Even if I weren't so interested in living out a work of art through my actions, I would still find it difficult to find the styles that are aesthetically appealing to me. Most of what I enjoy is not necessarily what others enjoy. I've become used to being the exception or the minority, always the one nobody prepares for or caters to. So, if the stores don't have many long, flowing dresses in old-fashioned romantic styles, why should I be limited by someone else's lack of appreciation for the things I enjoy? I will make up for the lack actively rather than settling for a style that clashes with my personality.


I'm an INFP. Possibly a type 4, but I'm not sure.


----------



## SyndiCat (Oct 2, 2010)

I don't make my own clothes. And I don't think I know anyone who do. Or perhaps my cousin makes her own clothes. Unsure.


----------



## Nomenclature (Aug 9, 2009)

Yes, for many reasons.

Maybe because I can't find my size in something and have to either alter, rip-and-reconstruct, or make something from scratch.

Maybe it's a really cool article of clothing that I can't afford to buy with my meager high schooler budget.

Maybe it's just the fact that some of the smallest modifications like adding trim, redoing the neckline, or adding an applique make items look ten times more "polished".

My main ideal is to make something look good. A relatively negligible one is to make people rethink the idea of "cool".

I'm an INFJ.


----------



## Linus (Apr 27, 2010)

When I started the thread, I had just registered to Pcafe (I think) so I didn't know you could just press those buttons under the avatar to check.. You guys don't need to add your type anymore =P Though, thanks Snail for adding your enneagram.. I am 4w5, and I'd say it shows in my activities. Like I wrote, it has been a year since I made any clothes --Most of my time is spent actually studying the history of those clothes, I find it very fascinating.. I don't always end up making something, or well most of the times it is just something very small fit for a baby or doll. I also tend to get myself caught up in labour intensive things. I can't help myself sometimes =)

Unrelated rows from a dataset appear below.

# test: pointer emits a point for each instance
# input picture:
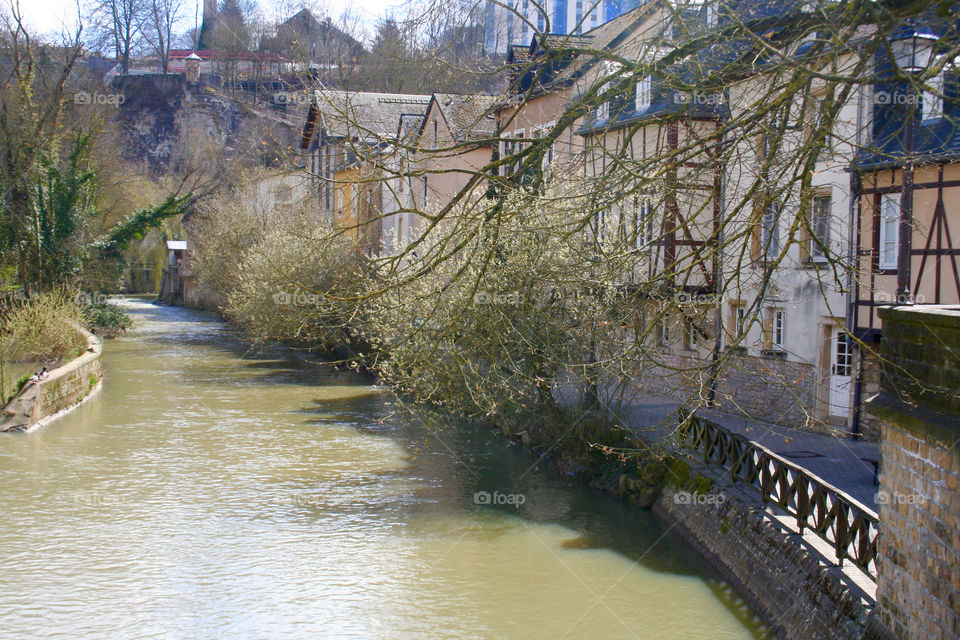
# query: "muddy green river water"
(211, 492)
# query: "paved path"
(845, 463)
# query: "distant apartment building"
(516, 22)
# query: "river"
(211, 492)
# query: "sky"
(45, 16)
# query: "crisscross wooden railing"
(847, 525)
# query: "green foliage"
(490, 327)
(293, 286)
(136, 226)
(64, 203)
(105, 319)
(42, 328)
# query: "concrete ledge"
(68, 386)
(788, 578)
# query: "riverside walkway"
(847, 464)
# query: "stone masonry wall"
(918, 564)
(66, 388)
(794, 593)
(769, 388)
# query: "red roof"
(228, 55)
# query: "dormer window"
(644, 93)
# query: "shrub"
(105, 319)
(41, 328)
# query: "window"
(738, 321)
(820, 126)
(603, 215)
(842, 356)
(548, 153)
(820, 229)
(889, 231)
(774, 329)
(666, 336)
(691, 334)
(644, 93)
(506, 150)
(602, 111)
(643, 224)
(933, 99)
(770, 231)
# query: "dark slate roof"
(365, 115)
(470, 117)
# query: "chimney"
(209, 20)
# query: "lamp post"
(912, 51)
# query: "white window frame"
(643, 224)
(644, 93)
(664, 330)
(933, 100)
(770, 231)
(691, 334)
(820, 215)
(740, 320)
(889, 222)
(778, 326)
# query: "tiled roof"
(470, 117)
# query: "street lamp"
(911, 51)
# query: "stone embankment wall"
(66, 388)
(918, 590)
(791, 589)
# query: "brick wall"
(918, 564)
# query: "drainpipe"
(714, 374)
(853, 291)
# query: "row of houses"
(778, 213)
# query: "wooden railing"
(847, 525)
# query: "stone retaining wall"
(918, 591)
(66, 388)
(789, 587)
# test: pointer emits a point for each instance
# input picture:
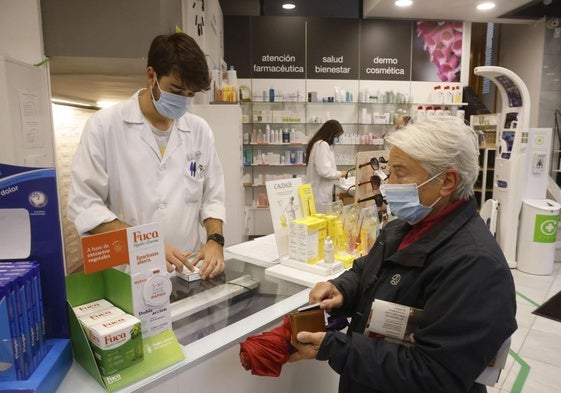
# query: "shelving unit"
(280, 152)
(483, 188)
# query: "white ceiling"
(93, 79)
(464, 10)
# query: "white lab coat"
(322, 174)
(117, 173)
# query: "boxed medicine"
(88, 308)
(116, 343)
(305, 239)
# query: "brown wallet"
(306, 321)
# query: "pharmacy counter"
(210, 319)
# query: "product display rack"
(269, 155)
(483, 187)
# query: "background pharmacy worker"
(438, 256)
(149, 160)
(321, 172)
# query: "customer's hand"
(307, 346)
(327, 295)
(212, 256)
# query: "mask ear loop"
(431, 179)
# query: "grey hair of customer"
(441, 143)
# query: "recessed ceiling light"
(488, 5)
(403, 3)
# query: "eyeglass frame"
(373, 162)
(375, 181)
(378, 199)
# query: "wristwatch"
(218, 238)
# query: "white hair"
(442, 143)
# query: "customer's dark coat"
(458, 275)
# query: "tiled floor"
(534, 361)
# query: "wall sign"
(237, 44)
(385, 50)
(278, 50)
(332, 48)
(437, 51)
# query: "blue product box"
(50, 372)
(11, 361)
(28, 272)
(15, 325)
(25, 320)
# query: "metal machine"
(522, 161)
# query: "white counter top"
(78, 379)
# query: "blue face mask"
(170, 105)
(403, 200)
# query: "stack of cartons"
(22, 323)
(306, 237)
(115, 336)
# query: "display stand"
(160, 351)
(144, 293)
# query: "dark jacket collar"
(416, 253)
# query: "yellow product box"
(307, 199)
(116, 343)
(306, 237)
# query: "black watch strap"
(217, 238)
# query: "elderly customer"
(437, 256)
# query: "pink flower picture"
(442, 42)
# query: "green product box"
(159, 351)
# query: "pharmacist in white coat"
(321, 171)
(148, 160)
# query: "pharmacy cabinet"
(276, 133)
(483, 187)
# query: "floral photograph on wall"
(437, 51)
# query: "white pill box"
(95, 306)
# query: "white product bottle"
(328, 251)
(267, 134)
(232, 77)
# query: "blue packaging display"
(35, 190)
(11, 359)
(21, 276)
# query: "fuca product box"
(140, 252)
(92, 319)
(116, 343)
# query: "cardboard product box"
(306, 237)
(97, 317)
(92, 307)
(11, 358)
(116, 343)
(160, 350)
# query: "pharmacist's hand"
(307, 346)
(212, 256)
(175, 260)
(327, 295)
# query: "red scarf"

Thanks for the replies so far.


----------



## sonicdrink (Aug 11, 2010)

I honestly don't have time or patience for that. Especially the patience part.

On another note, my mom made a lot of her own clothes when she was younger, and I think after the 3rd kid she stopped that hobby. I tried to bring it up again, but she only made 1/2 of a dress and then hasn't gotten back to it for like 5 years...


----------